La liquidité de l'art numérique
La possibilité de frapper des NFT et d’acheter ou vendre librement des œuvres d’art numériques a constitué une étape cruciale attirant des millions d’utilisateurs. Bien que ce soit une immersion accélérée dans la volatilité des marchés cryptographiques, c’est surtout un outil pédagogique dynamique. Les utilisateurs ont vite compris et commencé à pratiquer le trading de cryptomonnaies. Par exemple, ils pouvaient transférer sans friction leurs NFT entre plateformes, portefeuilles, bourses, et même les convertir en monnaie fiduciaire.
Cela a également permis à de nombreux créateurs de monétiser leurs œuvres numériques pour la première fois.

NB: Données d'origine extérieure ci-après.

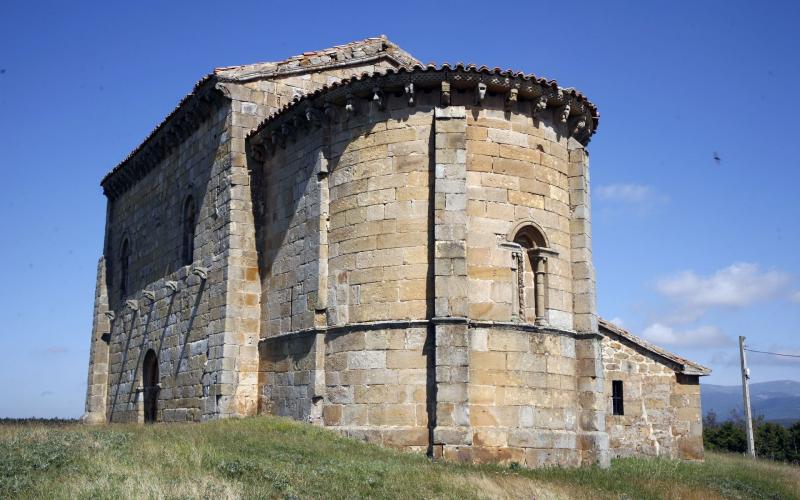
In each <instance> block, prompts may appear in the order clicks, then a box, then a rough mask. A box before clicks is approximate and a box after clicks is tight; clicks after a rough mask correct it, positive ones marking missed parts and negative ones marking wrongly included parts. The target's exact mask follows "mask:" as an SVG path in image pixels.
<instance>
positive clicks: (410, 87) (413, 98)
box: [406, 82, 414, 106]
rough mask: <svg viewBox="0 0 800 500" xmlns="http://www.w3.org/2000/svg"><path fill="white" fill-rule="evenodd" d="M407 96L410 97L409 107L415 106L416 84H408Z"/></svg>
mask: <svg viewBox="0 0 800 500" xmlns="http://www.w3.org/2000/svg"><path fill="white" fill-rule="evenodd" d="M406 96H408V105H409V106H413V105H414V82H408V83H407V84H406Z"/></svg>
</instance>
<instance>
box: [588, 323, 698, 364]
mask: <svg viewBox="0 0 800 500" xmlns="http://www.w3.org/2000/svg"><path fill="white" fill-rule="evenodd" d="M598 325H599V327H600V328H599V331H600V334H601V335H604V336H608V335H609V334H610V335H612V336H614V337H617V338H619V339H621V340H623V341H625V342H626V343H629V344H633V345H635V346H637V347H639V348H641V349H644V350H645V351H648V352H650V353H652V354H654V355H656V356H657V357H660V358H662V359H663V360H665V361H667V362H668V363H666V364H668V365H671V366H675V367H677V369H676V370H675V371H676V372H678V373H681V374H684V375H698V376H705V375H709V374H710V373H711V369H710V368H707V367H705V366H703V365H701V364H699V363H695V362H694V361H690V360H688V359H686V358H682V357H680V356H678V355H677V354H674V353H672V352H669V351H667V350H666V349H663V348H661V347H659V346H657V345H655V344H652V343H650V342H648V341H646V340H644V339H643V338H641V337H637V336H636V335H633V334H632V333H630V332H629V331H627V330H625V329H624V328H621V327H619V326H617V325H615V324H614V323H611V322H610V321H607V320H605V319H603V318H598Z"/></svg>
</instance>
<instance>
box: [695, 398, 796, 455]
mask: <svg viewBox="0 0 800 500" xmlns="http://www.w3.org/2000/svg"><path fill="white" fill-rule="evenodd" d="M753 440H754V441H755V445H756V455H757V456H758V457H760V458H769V459H771V460H778V461H781V462H791V463H795V464H800V420H798V421H797V422H795V423H794V424H792V425H791V426H790V427H788V428H787V427H784V426H782V425H780V424H776V423H774V422H766V421H765V420H764V416H763V415H762V416H759V417H757V418H755V419H753ZM703 443H704V444H705V447H706V449H708V450H710V451H728V452H733V453H746V452H747V435H746V434H745V425H744V418H742V416H741V415H740V414H739V413H737V412H735V411H734V412H731V418H730V420H726V421H724V422H719V421H717V414H716V413H714V411H713V410H711V411H709V412H708V414H707V415H706V416H705V417H704V418H703Z"/></svg>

Cela illustre la promesse fondamentale du Web3 : rendre la souveraineté financière et créative aux individus, plutôt qu’à des tiers contrôleurs.

Une nouvelle ère des redevances
Un aspect souvent négligé des NFT est leur capacité à assurer automatiquement le paiement de redevances aux créateurs originaux. Bien que le concept de droit de suite (Artist Resale Rights, ARR), introduit pour la première fois en France en 1920, existe depuis le début du XXe siècle, il reste une pratique relativement nouvelle dans de nombreux pays.
Sur ce point, les NFT offrent une opportunité unique. Le processus d’application automatique des redevances pour chaque transaction d’un NFT donné résout ce problème sans avoir recours à des intermédiaires traditionnels complexes. Grâce aux processus curatoriaux des plateformes NFT, ce pouvoir revient directement aux créateurs, qui peuvent décider du taux de redevance souhaité.

L'avenir de l'IA et des NFT
L’un des aspects impressionnants de l’essor des NFT en 2021 est qu’il s’est produit sans l’appui des protocoles d’IA générative. À cette époque, les artistes numériques ont brillé. Mais aujourd’hui, alors que n’importe qui peut créer facilement des œuvres artistiques de haute qualité aussi simplement qu’en utilisant un chatbot, la rentabilité future de ce marché reste incertaine. L’attention pourrait désormais se porter davantage sur l’utilité d’un projet et sa communauté.
Les protocoles d’IA générative permettent à chacun de devenir un excellent artiste et d’accéder à des carrières auparavant inaccessibles. Toutefois, un problème majeur rencontré par les artistes lors du dernier cycle a été la vente de leurs œuvres en tant que NFT sans leur consentement. Sur le plan juridique, la monétisation des actifs numériques créés via des protocoles d’IA générative reste floue. Ces deux facteurs pourraient entrer en conflit, notamment si des actifs générés par IA étaient utilisés pour créer une richesse générationnelle à travers des séries NFT populaires.
Lors du dernier cycle, le plagiat a également été amplifié par la duplication de NFT et leur frappe sur plusieurs blockchains. La question du manque d’interopérabilité et des silos de données a déjà été abordée dans des articles précédents. Ici, l’IA peut jouer un rôle crucial. Grâce à des mesures renforcées de sécurité telles que la détection précoce des anomalies et la prévention de la fraude, l’IA peut servir de soutien, comme dans les domaines des RWA et de la DeFi. Cela est essentiel pour établir une sécurité inter-chaînes lors de la détermination de la provenance des actifs numériques.